Since inviting those other three on board, we've been treated to Portland, Seattle and Chapel Hill nuggets... which was just the kind of thing I was hoping for.
But I'd like you to know about some of what's going on in Nashville. It's a little different than a lot of other local rock scenes, as you might imagine of a city that's still the Vatican of the big-time radio-ready country music industry.
First, a long article from the Nashville Scene about Jack White's Third Man Records. Yes, the guy is ridiculously cool... Conan O'Brien did play a gig there on his way to Bonnaroo... Jack did get onstage with Bob Dylan at the Ryman recently; among other songs, he played a stunning lead on "Outlaw Blues", played and sang "Meet Me in the Morning" and sang a duet with Bob on "One More Cup of Coffee"... this is all true. But he's jumped right in with the folks who have been trying for the last 20 years or more to share Nashville's rock scene with the world, they seem to have accepted him and his help, and it's exciting to see.

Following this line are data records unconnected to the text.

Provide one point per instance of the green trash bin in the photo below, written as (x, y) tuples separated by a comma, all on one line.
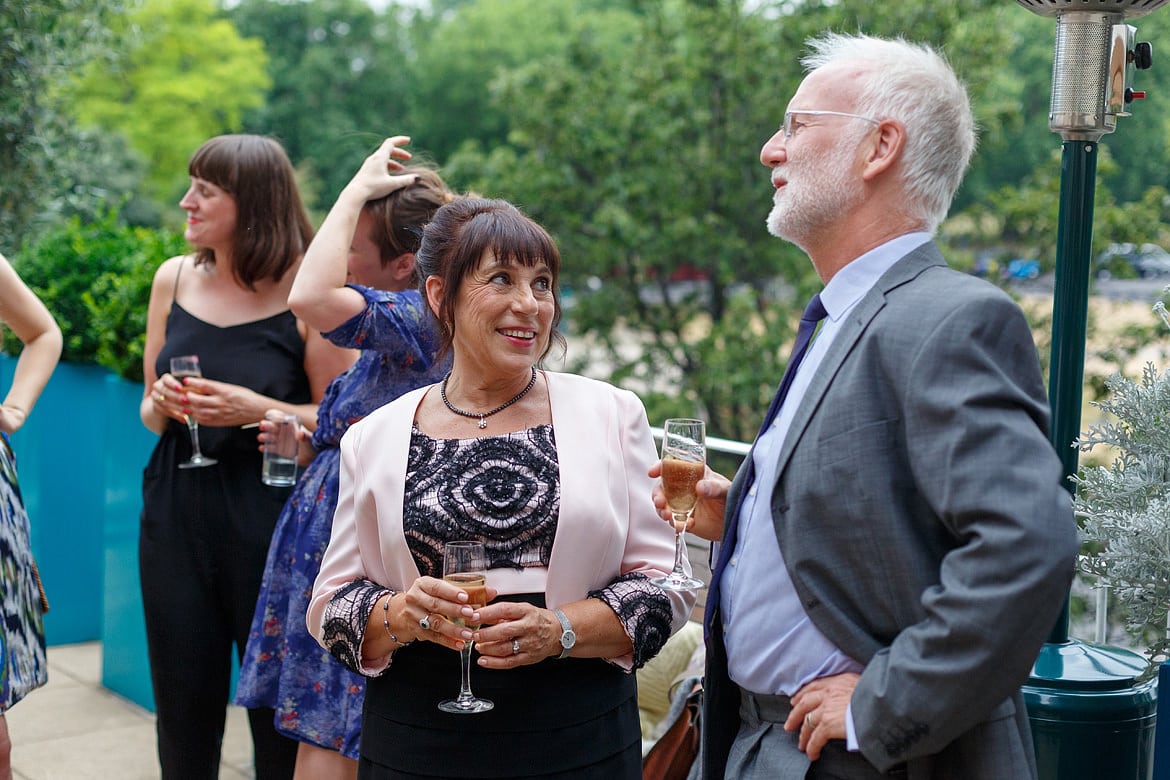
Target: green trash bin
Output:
[(1091, 717)]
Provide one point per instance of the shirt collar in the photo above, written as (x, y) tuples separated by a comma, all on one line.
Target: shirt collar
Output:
[(859, 276)]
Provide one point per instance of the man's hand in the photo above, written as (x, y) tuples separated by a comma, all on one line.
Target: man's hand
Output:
[(818, 711)]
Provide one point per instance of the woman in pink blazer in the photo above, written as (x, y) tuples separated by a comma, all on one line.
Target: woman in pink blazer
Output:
[(550, 471)]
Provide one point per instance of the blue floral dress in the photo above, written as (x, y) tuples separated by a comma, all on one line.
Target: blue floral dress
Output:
[(316, 698), (22, 661)]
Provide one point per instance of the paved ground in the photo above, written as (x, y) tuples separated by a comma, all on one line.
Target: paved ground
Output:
[(73, 729)]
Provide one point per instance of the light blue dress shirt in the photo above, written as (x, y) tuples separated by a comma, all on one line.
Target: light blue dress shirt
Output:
[(771, 644)]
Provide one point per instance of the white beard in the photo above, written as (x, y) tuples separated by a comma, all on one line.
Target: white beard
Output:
[(818, 192)]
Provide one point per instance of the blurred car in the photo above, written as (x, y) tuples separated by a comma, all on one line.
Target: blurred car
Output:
[(1129, 261), (1021, 268)]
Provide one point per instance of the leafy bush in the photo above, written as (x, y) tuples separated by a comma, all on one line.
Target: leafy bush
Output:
[(1124, 506), (95, 278)]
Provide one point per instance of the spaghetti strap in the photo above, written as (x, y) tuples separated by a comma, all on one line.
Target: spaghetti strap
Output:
[(174, 290)]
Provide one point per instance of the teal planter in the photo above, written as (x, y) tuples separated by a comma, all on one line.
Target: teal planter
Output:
[(1091, 717), (84, 512), (61, 468)]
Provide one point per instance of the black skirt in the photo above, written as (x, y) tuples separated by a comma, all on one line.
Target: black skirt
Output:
[(558, 718)]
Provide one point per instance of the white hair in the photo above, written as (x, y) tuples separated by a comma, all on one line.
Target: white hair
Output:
[(914, 84)]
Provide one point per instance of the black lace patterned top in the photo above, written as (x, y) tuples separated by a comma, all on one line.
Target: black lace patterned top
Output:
[(504, 490)]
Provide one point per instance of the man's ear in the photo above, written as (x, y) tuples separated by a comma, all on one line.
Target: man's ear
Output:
[(885, 150)]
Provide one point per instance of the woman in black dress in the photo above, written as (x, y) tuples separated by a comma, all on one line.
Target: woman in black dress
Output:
[(205, 531)]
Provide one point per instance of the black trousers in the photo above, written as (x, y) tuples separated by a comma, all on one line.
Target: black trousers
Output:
[(202, 549)]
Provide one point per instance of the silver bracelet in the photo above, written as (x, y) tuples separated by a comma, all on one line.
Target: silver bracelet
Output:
[(385, 619)]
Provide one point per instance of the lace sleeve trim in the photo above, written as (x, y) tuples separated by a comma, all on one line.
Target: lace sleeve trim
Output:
[(345, 619), (642, 608)]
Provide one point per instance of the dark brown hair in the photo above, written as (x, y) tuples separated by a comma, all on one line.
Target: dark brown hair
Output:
[(272, 229), (462, 232), (399, 218)]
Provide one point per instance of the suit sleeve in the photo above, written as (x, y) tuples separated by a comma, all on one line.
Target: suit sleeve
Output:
[(975, 418)]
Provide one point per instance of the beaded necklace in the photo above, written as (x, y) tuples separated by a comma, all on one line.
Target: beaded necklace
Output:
[(483, 415)]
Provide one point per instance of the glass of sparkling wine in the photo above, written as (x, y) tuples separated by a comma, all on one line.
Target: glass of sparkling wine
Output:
[(683, 463), (466, 564), (188, 366)]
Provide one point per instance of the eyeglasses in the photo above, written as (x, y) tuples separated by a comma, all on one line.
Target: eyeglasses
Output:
[(789, 129)]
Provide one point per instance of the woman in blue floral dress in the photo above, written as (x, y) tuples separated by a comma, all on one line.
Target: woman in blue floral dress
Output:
[(22, 662), (369, 240)]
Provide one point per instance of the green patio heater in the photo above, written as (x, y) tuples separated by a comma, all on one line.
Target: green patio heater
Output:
[(1091, 717)]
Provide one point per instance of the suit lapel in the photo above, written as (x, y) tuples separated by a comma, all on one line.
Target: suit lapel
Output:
[(851, 330)]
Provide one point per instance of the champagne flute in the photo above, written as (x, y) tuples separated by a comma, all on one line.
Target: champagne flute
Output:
[(187, 365), (465, 564), (683, 463)]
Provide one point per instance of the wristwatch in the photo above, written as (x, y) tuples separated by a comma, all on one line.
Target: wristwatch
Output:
[(568, 635)]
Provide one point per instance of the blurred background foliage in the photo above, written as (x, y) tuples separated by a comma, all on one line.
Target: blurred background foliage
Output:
[(630, 128)]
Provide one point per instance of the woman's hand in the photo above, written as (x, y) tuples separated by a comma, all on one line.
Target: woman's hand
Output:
[(516, 634), (707, 520), (212, 402), (377, 175), (432, 608), (167, 393), (12, 419), (305, 450)]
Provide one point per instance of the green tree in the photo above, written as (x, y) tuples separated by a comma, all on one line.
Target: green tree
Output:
[(642, 159), (179, 76), (459, 54), (341, 83), (95, 277), (50, 168)]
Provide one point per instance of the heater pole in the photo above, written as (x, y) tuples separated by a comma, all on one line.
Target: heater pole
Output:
[(1089, 713)]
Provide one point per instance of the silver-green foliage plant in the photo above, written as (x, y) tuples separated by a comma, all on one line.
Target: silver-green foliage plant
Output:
[(1124, 506)]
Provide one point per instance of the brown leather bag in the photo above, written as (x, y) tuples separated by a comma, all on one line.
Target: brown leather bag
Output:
[(673, 754)]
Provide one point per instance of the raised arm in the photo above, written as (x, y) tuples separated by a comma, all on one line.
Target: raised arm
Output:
[(319, 296), (39, 332)]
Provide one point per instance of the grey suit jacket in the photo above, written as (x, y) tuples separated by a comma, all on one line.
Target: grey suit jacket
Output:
[(922, 517)]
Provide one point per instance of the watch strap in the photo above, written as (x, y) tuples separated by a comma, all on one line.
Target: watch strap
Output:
[(568, 635)]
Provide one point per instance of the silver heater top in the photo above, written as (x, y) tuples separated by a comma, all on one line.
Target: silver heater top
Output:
[(1127, 8), (1094, 61)]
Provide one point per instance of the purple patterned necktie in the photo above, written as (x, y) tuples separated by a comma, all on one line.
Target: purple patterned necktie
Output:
[(813, 313)]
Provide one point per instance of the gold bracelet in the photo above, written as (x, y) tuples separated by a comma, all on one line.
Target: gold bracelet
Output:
[(385, 619)]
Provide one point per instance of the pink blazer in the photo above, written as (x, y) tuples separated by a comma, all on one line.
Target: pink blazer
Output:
[(607, 525)]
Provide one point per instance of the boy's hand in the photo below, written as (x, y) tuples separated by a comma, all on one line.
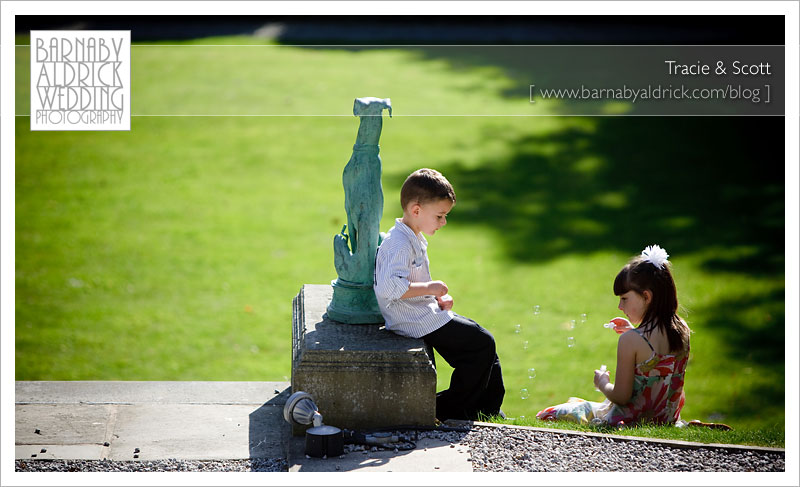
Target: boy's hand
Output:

Second, one of the acts White has been working with and will feature on a live release soon, JEFF the Brotherhood, is playing what might best be described as heavy electric garage metal blues rock. Take a listen and see if you've got a better description. This is bracing stuff. Here's a cut from their split 7" with WYMA favorite Best Coast:
Jeff the Brotherhood - Bummer by VolcomEnt
Also, JEFF has a live disc out on Third Man Records.
Finally, I thought you should know that real record pressing is still going on in Music City USA. United Record Pressing does all the vinyl for Third Man, just around the corner, actually. There are hundreds of interesting stories relating to URP's history... including the apartment suite the owners had built for a very specific purpose... From the History section of the website: When the current URP plant opened in the 1960's it was a very different time in the South, Nashville included. In the early 60's there were hardly any restaurants or hotels in Nashville that would offer their services to African Americans. With top clients like Vee Jay Records and Motown being run by people of color, the company was in need of accommodations for their clients and created what we now call the "Motown Suite", an apartment located above the factory. The Motown Suite which is still viewable to guests touring the plant, displays the same furnishings that these execs were offered including a common room with a bar, a turntable, enough seating to entertain guests, a full bathroom, a double occupancy bedroom, a kitchen equipped with an old push button stove and other novel 60's decor.
They produced the vinyl copies of the Exile on Main Street reissue last year. And they give tours.